The development of the scales yesterday has given me enthusiasms for the technical side of Maya. The task I looked into today was making the coral/organism that would chase after our fish. Originally the plan was to use coral, but there were a few scenes that involved the coral reaching out. I looked up some source material and found some similarity to the tendrils of sea anemones. Which were a lot more flexible. But the stuff on the storyboard was still distinctly coral.
First tests however resulted in a few errors that I managed to fix with later models that stemmed from the orientation of the joints. Turns out the joints were orienting themselves differently on occasion due to not being entirely vertical from the last.

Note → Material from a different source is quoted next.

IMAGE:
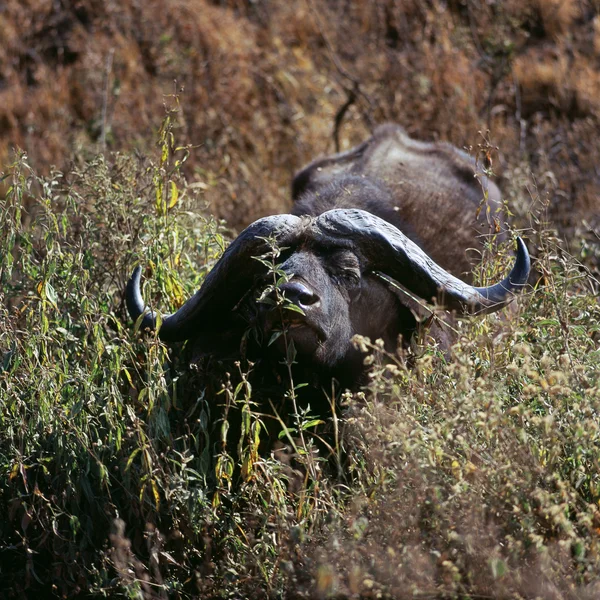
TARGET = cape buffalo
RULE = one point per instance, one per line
(372, 230)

Initial attempts at a cleaner model involved joints at every lateral edge, but I discarded this as a control group would have 30 different joints to manage.

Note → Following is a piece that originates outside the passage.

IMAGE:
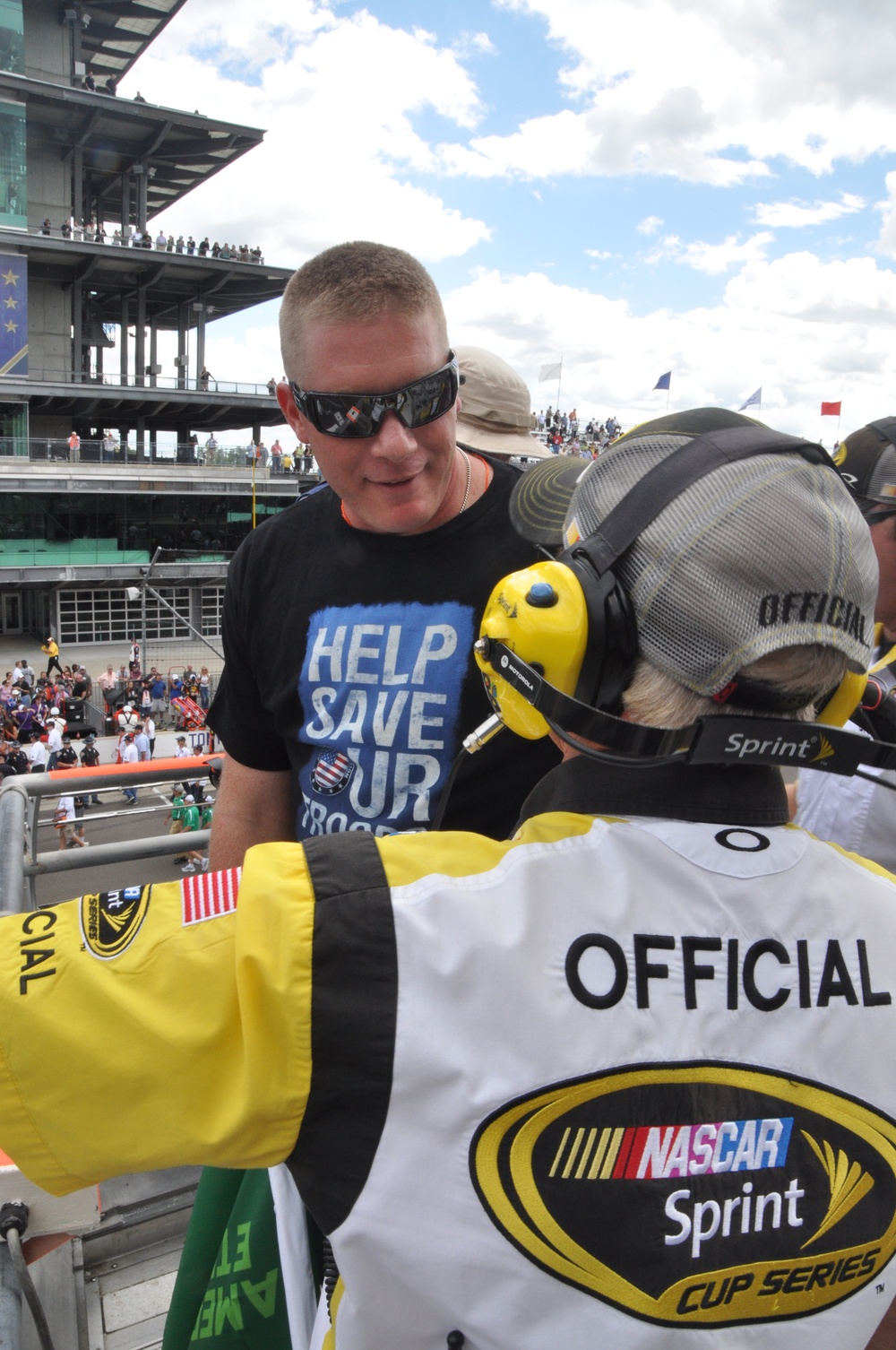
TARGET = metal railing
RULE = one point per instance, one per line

To cut down the number of joints, instead of one joint per lateral edge I looked into one joint for every two lateral edges, which halved the original number. Still quite a few but now much more manageable.
Each joint has three controls: X, Y and Twist. One bends the joint forwards, another sideways and the twist helps with curling. It is very flexible with little deformation. Hopefully it is simple enough to be used en masse. And it should also be useful for wrapping around things.
The final parameter I added was a length control. Unlike the others, this one control affects the entire skeleton, which could really help with any scenes of the construct launching itself at our hapless fish.
I didn't forget the coral though, and looked into methods of construction. I've had ideas about making a model like this before and although I had a more advanced version that is now missing, I have developed a fairly sound method of reproduction. My plan is to work in a blendshape that will have the coral branches growing from a point of origin. I might simplify the geometry as the shapes get smaller, but right now the current shape is a hexagon which might make things a little tricky.